M. Catherine Aime

Date: 

Tuesday, March 29, 2016, 12:00pm to 1:00pm

Location: 

22 Divinity Avenue, Cambridge, MA 02138, Seminar Room

M. Catherine Aime
Associate Professor of Mycology
Director of the Arthur and Kriebel Herbaria
Department of Botany & Plant Pathology
Purdue University

Topic: Uncovering Mycological “dinosaurs” in the remote jungles of Guyana's lost world

Abstract:
In terms of species numbers and ubiquity, rust fungi (Pucciniales) are an incredibly successful lineage. Together, the more than 7000 described species form the largest known monophyletic group of plant pathogens. All are obligate parasites of vascular plants including agricultural, forest and ornamental crops resulting in billions of dollars of damage worldwide each year.
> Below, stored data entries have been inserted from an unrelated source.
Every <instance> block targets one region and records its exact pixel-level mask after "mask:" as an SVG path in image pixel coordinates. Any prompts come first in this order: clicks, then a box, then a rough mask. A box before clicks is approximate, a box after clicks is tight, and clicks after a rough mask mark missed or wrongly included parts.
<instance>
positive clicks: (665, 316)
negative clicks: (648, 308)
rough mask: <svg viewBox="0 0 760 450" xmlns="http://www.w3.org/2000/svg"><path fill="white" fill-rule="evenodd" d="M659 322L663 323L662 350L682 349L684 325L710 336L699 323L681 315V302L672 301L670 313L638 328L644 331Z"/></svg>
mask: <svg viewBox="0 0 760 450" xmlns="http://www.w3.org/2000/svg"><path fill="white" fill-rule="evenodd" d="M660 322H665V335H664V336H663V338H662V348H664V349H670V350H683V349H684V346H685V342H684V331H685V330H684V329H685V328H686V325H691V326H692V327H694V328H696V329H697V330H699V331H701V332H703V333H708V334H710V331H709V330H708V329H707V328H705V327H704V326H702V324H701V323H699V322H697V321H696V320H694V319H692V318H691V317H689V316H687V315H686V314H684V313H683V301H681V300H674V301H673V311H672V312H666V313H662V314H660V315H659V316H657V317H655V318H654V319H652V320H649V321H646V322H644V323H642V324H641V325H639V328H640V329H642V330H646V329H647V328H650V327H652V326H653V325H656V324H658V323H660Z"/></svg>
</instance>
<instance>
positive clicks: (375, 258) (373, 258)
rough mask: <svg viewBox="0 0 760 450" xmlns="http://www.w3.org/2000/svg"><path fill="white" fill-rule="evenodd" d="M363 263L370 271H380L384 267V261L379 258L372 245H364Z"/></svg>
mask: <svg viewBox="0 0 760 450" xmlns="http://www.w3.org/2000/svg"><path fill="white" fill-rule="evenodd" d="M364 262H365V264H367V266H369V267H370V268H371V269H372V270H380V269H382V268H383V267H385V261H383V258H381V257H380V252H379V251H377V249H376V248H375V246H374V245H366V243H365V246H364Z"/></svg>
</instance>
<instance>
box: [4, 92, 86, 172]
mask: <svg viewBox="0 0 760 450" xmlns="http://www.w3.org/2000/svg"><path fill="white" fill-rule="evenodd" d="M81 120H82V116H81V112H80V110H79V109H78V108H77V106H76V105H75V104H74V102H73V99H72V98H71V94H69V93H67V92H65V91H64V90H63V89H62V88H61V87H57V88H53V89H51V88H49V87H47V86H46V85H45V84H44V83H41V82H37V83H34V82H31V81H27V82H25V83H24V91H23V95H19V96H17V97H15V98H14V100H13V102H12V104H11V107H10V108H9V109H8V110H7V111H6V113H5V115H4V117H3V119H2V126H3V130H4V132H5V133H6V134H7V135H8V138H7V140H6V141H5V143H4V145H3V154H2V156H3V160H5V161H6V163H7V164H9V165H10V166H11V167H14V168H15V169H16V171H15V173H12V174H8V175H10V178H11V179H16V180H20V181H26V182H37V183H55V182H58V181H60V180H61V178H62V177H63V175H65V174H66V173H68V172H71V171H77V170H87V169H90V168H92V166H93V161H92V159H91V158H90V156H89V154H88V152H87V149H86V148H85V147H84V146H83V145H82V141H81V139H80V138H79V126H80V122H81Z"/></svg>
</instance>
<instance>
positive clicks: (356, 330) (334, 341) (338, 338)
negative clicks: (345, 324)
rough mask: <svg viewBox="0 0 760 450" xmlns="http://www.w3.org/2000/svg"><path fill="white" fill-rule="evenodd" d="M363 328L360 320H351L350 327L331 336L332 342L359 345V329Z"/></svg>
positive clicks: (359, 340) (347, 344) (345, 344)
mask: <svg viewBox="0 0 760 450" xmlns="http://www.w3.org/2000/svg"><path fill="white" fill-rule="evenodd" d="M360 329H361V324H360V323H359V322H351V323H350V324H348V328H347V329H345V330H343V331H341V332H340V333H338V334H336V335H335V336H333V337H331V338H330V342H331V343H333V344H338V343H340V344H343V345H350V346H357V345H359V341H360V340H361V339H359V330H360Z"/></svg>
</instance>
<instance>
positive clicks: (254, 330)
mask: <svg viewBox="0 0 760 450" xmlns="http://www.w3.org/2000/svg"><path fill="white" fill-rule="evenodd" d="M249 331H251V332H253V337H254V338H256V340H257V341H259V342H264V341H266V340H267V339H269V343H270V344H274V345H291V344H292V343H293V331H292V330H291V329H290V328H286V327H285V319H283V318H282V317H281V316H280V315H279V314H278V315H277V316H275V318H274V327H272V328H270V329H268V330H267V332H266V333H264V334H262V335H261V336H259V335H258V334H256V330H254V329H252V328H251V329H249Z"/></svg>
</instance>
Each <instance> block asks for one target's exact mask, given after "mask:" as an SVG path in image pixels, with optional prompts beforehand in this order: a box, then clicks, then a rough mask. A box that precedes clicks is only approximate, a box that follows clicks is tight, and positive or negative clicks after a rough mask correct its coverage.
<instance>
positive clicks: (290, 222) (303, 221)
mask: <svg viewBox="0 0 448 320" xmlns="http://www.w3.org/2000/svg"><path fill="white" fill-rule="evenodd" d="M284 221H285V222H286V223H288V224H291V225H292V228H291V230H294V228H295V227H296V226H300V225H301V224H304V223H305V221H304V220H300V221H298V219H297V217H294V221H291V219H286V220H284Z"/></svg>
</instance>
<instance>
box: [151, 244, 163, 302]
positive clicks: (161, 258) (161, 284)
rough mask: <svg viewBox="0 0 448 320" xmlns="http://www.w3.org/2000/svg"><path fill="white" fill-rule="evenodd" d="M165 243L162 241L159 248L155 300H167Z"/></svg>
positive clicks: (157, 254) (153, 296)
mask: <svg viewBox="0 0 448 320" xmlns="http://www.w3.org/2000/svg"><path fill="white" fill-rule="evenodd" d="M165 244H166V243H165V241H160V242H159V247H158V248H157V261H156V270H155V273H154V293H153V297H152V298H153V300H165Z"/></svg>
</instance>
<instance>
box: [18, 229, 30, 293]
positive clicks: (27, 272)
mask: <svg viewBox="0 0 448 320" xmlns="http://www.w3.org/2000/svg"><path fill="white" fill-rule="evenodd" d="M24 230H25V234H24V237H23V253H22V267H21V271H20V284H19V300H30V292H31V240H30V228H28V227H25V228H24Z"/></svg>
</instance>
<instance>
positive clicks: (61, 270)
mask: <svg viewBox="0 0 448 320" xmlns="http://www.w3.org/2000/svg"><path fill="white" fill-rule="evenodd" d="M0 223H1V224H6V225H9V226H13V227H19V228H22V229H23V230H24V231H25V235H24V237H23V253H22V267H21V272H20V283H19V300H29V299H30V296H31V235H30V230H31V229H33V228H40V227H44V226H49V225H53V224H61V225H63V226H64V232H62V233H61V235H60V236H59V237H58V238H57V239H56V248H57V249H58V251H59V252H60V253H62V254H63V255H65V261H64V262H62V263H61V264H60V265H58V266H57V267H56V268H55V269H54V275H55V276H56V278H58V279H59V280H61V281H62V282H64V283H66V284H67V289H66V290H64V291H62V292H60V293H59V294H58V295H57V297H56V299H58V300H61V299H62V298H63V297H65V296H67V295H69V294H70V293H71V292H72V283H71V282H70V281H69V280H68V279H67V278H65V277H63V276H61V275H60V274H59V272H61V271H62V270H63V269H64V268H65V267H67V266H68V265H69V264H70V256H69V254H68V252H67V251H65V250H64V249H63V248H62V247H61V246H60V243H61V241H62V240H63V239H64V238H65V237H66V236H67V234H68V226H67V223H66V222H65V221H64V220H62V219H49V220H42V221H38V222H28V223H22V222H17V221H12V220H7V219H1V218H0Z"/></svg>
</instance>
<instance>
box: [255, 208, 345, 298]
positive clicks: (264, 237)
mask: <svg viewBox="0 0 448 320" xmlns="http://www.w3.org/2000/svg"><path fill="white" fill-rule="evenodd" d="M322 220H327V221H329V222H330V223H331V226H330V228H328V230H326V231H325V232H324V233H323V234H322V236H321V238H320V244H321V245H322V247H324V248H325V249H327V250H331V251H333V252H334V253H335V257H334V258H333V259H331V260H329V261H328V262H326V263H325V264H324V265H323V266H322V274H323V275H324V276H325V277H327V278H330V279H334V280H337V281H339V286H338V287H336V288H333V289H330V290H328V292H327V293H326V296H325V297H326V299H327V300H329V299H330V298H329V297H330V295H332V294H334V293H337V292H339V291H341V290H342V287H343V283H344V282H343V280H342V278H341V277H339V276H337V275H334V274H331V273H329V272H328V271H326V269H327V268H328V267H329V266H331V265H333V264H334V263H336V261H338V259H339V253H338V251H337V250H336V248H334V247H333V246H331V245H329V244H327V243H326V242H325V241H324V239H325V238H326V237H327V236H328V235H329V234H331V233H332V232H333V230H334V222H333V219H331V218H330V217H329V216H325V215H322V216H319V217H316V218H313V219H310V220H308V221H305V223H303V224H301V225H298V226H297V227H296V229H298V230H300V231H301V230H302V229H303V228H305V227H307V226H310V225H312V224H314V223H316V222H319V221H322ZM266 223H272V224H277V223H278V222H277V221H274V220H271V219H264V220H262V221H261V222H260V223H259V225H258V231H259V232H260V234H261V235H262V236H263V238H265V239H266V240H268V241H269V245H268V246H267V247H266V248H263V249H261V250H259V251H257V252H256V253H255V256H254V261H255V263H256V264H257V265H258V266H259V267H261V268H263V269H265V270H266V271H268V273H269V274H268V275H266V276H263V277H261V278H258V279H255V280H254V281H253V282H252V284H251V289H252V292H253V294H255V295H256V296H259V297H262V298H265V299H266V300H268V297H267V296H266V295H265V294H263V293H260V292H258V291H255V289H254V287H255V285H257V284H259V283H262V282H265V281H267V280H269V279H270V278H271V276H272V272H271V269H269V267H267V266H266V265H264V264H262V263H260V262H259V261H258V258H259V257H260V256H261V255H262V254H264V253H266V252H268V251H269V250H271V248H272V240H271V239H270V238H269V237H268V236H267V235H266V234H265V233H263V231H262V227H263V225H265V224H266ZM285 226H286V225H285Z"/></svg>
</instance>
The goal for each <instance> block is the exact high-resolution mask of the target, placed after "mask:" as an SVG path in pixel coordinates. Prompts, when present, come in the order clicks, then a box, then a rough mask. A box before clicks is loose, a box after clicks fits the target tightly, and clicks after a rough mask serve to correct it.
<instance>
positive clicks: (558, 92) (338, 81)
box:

An intriguing aspect of rust biology is that many species are heteroecious, i.e., require alternation between two unrelated hosts in order to complete their life cycle. Whether the character of heteroecism is ancestral or derived within the rusts has never been satisfactorily resolved. Most classical treatments of rust phylogeny and classification were based on the hypothesis that “primitive” hosts (e.g., ferns) harbored “primitive” rusts (e.g., UredinopsisHyalopsora) that alternate on members of the Pinaceae. However, alternative hypotheses of rust evolution have proposed various short-cycled primarily tropical rusts as ancestral, with the defining characteristic of heteroecism thus being derived within the group. Molecular studies based on rDNA genes have since disproved the fern rust hypothesis, but consensus as to what does lie at the base of the Pucciniales is still lacking. This study analyzes loci from multiple genes and taxa selected from all known families, with an emphasis on tropical species, to resolve the base of the rust fungi and infer ancestral characters including the origins of heteroecism for the order.